A settlement has been reached in the legal case that allows Stutzman to avoid having to pay crippling fines and legal fees.
As part of the agreement, Stutzman will pay the same-sex couple $5,000 while the ADF will, in return, withdraw a petition to the Supreme Court for reconsideration.
During a Zoom call organized by ADF Thursday afternoon, the 77-year-old great grandmother announced retirement and plans to sell Arlene’s Flowers to her employees. She also intends to support others dealing with religious liberty legal battles.
“I’ve never had to compromise my conscience or go against my faith. I’ve met so many, many kind and wonderful people, who’ve generously offered me their prayers and encouragement and support,” she stated in a statement posted online after the Zoom call.
“There is a great deal of division at work in our country today, but God has shown me again and again that His love is stronger than the anger and the pain so many are feeling. And He’s given me countless opportunities to share His love with others along the way.”
In 2013, Stutzman refused to make flowers for the wedding of Ingersoll and Curt Freed because of her belief that the Bible describes marriage as exclusively between one man and one woman.
In response, Stutzman was sued by the same-sex couple, with a county court issuing a fine of $1,000 and deeming her liable for thousands of dollars in legal fees.
Stutzman appealed the ruling, and the Washington Supreme Court ruled in February 2017 that she violated state antidiscrimination law barring discrimination based on sexual orientation when she refused to make the floral arrangement.
In June 2018, the U.S. Supreme Court vacated the ruling against Stutzman and sent the case back to the state supreme court for further consideration.
The Supreme Court cited its 7-2 ruling in Masterpiece Cakeshop v. Colorado Civil Rights Commission. The justices ruled that baker Jack Phillips was mistreated by the Colorado commission when he was punished for refusing to design a cake for a same-sex wedding in 2012. Same-sex marriage was not legal in Colorado at that time.
However, Washington’s high court reaffirmed its earlier ruling against Stutzman in June 2019, stating that her conduct “constitutes sexual orientation discrimination.”
In July, the U.S. Supreme Court declined to hear the case, with conservative Justices Clarence Thomas, Samuel Alito and Neil Gorsuch believing the nation’s high court should have accepted the appeal.

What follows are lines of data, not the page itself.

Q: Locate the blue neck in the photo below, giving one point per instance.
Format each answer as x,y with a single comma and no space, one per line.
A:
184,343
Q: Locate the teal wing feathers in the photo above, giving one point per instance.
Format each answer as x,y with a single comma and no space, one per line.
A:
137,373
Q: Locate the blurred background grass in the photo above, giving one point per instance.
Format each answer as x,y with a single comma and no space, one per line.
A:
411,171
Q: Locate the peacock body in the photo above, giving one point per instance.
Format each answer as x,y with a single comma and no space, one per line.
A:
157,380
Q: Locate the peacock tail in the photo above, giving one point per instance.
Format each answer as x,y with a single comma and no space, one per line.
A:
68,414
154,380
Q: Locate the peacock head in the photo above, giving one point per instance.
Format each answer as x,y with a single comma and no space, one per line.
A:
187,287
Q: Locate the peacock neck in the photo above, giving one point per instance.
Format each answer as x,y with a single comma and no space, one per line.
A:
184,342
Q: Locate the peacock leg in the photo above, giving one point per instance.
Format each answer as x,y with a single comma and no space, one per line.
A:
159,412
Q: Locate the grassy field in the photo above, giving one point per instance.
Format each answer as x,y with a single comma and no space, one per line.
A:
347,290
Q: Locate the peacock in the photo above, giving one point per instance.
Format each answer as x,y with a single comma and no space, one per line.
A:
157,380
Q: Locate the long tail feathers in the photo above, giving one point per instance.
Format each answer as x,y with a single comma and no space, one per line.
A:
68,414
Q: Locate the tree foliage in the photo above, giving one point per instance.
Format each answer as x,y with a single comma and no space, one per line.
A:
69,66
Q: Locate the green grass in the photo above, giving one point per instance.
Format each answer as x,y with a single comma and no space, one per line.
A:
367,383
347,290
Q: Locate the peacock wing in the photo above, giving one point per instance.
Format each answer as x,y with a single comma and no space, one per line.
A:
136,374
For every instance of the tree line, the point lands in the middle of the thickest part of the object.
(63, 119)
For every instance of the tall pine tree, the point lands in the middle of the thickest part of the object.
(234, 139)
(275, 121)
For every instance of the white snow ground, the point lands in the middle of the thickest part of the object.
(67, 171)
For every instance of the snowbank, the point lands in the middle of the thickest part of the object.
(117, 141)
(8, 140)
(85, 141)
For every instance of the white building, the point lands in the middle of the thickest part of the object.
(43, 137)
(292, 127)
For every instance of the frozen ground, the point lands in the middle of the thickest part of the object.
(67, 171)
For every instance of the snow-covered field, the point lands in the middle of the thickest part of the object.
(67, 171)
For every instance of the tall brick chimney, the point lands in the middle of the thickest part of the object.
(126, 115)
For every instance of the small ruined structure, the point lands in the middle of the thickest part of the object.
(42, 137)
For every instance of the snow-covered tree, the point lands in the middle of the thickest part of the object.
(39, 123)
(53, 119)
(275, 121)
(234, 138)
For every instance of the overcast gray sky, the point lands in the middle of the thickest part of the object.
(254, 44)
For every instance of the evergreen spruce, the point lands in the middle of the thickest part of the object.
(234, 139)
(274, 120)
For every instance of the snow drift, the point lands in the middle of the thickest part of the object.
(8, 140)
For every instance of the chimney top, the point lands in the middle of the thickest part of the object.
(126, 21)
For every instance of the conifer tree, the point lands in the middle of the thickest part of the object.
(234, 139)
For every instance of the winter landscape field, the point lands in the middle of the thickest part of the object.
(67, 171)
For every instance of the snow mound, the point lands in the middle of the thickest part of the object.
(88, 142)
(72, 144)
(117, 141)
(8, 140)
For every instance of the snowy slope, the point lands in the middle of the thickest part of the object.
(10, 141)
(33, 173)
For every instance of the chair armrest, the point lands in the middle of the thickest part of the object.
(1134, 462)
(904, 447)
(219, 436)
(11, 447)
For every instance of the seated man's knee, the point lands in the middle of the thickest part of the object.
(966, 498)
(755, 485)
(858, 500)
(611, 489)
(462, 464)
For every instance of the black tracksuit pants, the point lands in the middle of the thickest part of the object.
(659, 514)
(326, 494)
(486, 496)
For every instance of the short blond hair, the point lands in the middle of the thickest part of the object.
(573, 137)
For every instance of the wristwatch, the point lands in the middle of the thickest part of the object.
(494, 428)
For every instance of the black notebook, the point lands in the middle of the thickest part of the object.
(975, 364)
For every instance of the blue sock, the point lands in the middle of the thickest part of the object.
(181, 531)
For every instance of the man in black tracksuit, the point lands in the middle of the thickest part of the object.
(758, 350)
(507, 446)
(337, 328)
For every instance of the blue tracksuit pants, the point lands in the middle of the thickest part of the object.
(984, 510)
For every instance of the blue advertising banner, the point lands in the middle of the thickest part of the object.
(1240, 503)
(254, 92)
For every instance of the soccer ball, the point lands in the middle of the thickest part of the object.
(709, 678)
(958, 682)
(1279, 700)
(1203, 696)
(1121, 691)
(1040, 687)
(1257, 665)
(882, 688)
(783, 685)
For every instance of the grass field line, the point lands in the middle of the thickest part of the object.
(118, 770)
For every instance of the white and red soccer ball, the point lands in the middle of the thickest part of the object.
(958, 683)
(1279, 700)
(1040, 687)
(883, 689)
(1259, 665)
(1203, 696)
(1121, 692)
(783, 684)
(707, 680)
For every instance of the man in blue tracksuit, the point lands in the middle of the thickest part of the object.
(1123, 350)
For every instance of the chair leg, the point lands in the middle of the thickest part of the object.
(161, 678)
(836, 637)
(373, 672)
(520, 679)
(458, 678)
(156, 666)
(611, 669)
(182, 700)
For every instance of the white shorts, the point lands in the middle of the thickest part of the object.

“After Curt and I were turned away from our local flower shop, we cancelled the plans for our dream wedding because we were afraid it would happen again,” said Ingersoll in a July statement.
“We had a small ceremony at home instead. We hope this decision sends a message to other LGBTQ people that no one should have to experience the hurt that we did.”
ADF General Counsel Kristen Waggoner said that the settlement should not be seen as a “surrender of Barronelle’s beliefs.”
“Over the last eight years, Barronelle stood for the First Amendment freedoms of all Americans, even those who disagree with her about a deeply personal and important issue like marriage,” Waggoner said. “And in so doing, she’s inspired millions of others in their own public and personal battles to live their faith without government interference.”
Waggoner further stated that Stutzman “laid the groundwork” for the Supreme Court to take on similar religious freedom cases.
Stutzman specifically mentioned her support for Christian web designer Lorie Smith and her company, 303 Creative. Smith pushed back on a Colorado law that she felt would require her to make services available to gay couples seeking help in creating wedding websites although same-sex weddings contradict the teachings of her faith.
This summer, the U.S. Court of Appeals for the 10th Circuit ruled against Smith. Smith has appealed her case to the Supreme Court for consideration.
“The Supreme Court needs to affirm the right of all Americans to speak and live consistent with their conscience,” Waggoner argued.